2020 represents a big milestone for the Metropolitan Museum of Art, as it celebrates its 150th anniversary. In honor of the occasion, the Costume Institute announced that its spring exhibition will be titled “About Time: Fashion and Duration.” Chief curator Andrew Bolton will be diving into the archives to pull a century and a half’s worth of fashion history presented along a “disruptive timeline.” The theme was inspired by the likes of novels by Virginia Woolf and theories of French philosopher Henri Bergson. The idea originally came from the movie Orlando, based on Woolf’s novel, where a character enters a maze in an 18th century dress and transforms into a 19th century dress as she runs through it. This goes along with Bergson’s musings on time that flows, accumulates, and is unified.

“Fashion is indelibly connected to time,” Bolton believes. When you think of a time period, you immediately recall the fashion of the time. For instance, when someone says 1920’s, you automatically think of a flapper dress. Bolton wants viewers to think differently about fashion after visiting the exhibition. The collection will be divided between two timescales; the first is a linear timeline of black pieces and the second represents “folds in time” in white looks. The exhibit will showcase how fleeting fashion can be in both linear and cyclical ways. Expect to see designers from different time periods contrasted with each other and to explore the competition between survivors and failures. “Ultimately, I think it advocates for a slowing down of fashion,” Bolton revealed, according to Vogue.
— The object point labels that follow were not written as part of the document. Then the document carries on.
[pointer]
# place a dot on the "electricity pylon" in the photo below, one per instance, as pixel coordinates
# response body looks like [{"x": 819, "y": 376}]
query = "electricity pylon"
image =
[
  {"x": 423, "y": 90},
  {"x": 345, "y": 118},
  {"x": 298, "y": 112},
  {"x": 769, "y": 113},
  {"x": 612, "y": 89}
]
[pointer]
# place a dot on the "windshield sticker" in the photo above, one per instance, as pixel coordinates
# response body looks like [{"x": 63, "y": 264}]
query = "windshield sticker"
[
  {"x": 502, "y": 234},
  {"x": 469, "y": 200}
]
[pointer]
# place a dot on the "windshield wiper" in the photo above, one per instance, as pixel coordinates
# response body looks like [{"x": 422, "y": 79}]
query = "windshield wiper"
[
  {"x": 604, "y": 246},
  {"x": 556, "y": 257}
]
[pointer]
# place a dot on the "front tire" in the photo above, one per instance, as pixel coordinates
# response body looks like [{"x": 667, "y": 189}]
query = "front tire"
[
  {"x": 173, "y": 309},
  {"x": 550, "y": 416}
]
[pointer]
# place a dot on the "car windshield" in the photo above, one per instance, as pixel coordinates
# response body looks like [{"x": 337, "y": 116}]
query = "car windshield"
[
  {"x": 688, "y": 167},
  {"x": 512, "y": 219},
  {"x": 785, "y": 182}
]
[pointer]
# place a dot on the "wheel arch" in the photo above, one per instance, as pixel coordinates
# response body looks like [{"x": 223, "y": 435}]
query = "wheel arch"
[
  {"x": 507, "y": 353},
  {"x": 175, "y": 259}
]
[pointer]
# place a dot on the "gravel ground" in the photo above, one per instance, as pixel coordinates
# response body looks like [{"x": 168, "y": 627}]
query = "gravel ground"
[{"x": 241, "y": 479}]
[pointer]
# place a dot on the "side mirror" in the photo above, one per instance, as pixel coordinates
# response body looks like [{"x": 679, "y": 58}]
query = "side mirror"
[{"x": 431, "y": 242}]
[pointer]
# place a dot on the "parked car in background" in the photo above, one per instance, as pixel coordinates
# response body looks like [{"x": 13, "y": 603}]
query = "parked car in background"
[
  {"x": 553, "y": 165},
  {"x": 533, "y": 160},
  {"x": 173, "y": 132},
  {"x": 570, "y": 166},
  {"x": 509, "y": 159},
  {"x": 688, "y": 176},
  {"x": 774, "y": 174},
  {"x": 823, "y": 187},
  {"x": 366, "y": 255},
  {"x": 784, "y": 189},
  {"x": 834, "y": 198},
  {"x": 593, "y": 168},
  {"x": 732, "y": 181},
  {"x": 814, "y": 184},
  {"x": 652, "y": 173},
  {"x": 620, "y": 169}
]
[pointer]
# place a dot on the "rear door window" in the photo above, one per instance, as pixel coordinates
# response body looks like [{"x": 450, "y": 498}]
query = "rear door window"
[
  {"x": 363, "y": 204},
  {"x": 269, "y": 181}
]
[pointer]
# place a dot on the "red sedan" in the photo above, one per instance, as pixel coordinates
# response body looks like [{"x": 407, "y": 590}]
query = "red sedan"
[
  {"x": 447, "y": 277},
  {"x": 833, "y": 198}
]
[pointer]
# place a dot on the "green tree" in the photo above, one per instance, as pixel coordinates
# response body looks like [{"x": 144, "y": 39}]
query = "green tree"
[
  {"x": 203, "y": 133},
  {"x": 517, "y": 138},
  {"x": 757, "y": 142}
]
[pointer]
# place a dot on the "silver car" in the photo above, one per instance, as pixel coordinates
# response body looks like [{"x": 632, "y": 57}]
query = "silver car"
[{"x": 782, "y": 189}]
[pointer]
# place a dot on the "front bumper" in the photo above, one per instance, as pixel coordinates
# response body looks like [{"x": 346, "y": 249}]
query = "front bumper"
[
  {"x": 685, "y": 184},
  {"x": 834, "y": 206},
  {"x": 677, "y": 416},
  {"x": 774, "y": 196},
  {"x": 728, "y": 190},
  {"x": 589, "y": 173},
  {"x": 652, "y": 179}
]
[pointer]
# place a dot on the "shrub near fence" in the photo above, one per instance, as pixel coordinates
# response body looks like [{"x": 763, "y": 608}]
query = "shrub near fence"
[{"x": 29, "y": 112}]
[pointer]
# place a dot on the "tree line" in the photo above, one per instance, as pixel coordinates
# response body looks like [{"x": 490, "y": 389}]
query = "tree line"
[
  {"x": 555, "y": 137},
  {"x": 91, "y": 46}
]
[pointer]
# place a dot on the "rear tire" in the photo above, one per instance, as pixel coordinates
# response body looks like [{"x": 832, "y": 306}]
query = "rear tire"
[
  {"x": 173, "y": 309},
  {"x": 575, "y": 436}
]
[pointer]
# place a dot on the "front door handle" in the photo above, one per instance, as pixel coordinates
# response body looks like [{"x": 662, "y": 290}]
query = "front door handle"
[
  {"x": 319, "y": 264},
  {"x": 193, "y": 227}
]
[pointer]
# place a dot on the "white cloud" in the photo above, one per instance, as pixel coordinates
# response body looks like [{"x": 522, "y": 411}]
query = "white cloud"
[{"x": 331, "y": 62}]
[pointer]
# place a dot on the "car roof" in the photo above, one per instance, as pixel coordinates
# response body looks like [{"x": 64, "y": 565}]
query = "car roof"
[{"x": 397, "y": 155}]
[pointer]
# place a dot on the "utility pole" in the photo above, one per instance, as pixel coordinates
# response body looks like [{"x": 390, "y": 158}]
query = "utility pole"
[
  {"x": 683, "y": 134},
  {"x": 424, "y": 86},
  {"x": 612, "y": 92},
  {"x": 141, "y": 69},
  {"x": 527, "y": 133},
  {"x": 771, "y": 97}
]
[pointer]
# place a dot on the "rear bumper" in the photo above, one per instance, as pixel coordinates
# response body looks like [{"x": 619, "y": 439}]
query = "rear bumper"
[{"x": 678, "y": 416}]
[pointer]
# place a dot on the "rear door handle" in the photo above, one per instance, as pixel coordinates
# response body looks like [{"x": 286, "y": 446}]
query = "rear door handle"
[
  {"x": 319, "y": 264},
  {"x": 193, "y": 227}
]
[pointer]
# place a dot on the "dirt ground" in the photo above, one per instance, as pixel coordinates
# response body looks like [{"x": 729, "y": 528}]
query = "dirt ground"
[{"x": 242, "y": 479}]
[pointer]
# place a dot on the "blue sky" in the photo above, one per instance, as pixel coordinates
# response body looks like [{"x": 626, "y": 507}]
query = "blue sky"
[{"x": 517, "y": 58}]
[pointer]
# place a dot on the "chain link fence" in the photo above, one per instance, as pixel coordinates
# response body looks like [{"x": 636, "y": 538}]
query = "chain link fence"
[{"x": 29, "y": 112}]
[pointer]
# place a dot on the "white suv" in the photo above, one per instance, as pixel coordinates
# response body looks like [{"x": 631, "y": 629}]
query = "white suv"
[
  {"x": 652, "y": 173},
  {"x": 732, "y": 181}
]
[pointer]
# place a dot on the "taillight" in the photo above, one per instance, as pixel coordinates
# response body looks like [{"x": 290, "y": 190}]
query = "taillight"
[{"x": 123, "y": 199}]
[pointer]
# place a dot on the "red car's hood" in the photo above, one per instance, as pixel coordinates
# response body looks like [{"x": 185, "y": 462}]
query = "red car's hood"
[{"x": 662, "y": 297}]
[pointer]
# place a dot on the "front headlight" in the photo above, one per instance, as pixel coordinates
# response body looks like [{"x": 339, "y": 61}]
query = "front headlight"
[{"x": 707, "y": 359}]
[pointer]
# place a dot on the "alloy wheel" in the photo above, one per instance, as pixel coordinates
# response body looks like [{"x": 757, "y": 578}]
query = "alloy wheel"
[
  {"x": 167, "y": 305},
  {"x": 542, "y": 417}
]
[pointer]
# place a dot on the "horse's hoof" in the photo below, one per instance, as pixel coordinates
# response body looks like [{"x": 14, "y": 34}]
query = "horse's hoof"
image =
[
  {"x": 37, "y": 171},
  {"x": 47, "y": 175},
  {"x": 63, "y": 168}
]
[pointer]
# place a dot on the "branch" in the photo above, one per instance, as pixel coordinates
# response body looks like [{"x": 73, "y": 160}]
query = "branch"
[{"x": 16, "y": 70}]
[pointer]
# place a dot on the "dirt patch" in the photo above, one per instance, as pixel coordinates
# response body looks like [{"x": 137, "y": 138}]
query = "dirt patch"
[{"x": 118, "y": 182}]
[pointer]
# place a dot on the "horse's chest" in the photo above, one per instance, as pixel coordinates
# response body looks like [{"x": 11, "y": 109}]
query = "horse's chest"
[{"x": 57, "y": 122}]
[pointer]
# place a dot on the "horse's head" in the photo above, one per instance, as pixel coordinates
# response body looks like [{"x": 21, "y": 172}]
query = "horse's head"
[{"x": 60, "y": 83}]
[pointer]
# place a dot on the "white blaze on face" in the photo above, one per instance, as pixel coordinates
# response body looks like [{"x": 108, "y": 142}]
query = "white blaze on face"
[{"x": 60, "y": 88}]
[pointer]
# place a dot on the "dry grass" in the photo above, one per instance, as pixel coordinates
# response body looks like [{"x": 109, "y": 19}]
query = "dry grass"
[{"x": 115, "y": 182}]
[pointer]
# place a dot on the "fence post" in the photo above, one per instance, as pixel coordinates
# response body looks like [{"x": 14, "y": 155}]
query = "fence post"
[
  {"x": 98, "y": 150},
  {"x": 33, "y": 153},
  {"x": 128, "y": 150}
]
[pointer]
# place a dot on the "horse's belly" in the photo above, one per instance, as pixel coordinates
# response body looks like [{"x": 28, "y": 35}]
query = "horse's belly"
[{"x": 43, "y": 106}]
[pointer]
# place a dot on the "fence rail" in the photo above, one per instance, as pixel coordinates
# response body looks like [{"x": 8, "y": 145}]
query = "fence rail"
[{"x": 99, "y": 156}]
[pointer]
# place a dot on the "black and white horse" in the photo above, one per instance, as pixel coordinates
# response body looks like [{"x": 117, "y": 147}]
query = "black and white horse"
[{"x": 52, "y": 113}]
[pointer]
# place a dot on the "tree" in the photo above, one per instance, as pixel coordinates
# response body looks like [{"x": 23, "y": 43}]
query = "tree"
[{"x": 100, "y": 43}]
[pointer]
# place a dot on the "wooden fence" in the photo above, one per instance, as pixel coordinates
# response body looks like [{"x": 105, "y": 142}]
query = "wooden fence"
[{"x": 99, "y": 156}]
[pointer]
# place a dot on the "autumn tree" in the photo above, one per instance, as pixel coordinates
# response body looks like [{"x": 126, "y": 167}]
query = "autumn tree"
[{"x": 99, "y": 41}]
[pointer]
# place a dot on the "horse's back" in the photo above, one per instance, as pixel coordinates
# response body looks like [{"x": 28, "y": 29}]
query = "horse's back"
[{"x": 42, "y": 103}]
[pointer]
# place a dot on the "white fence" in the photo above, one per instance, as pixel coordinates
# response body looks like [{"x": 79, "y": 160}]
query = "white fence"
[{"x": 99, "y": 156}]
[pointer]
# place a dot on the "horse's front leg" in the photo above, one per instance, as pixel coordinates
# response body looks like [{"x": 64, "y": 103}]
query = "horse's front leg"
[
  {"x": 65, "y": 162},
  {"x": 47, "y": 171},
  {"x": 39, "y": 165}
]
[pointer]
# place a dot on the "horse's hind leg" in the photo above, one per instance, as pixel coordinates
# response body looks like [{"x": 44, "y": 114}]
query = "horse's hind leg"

Fashion’s biggest night, the Met Gala, will explore all of these themes. I can’t wait to see what our favorite stars decide to pull from the past in honor of this theme. There is a lot to consider, but fashion’s brightest stars always know how to pull off the most iconic looks for this night. It has also been revealed that the co-chairs for the Gala will be Emma Stone, Lin Manuel-Miranda, Meryl Streep, Louis Vuitton’s Nicolas Ghesquière, and Anna Wintour.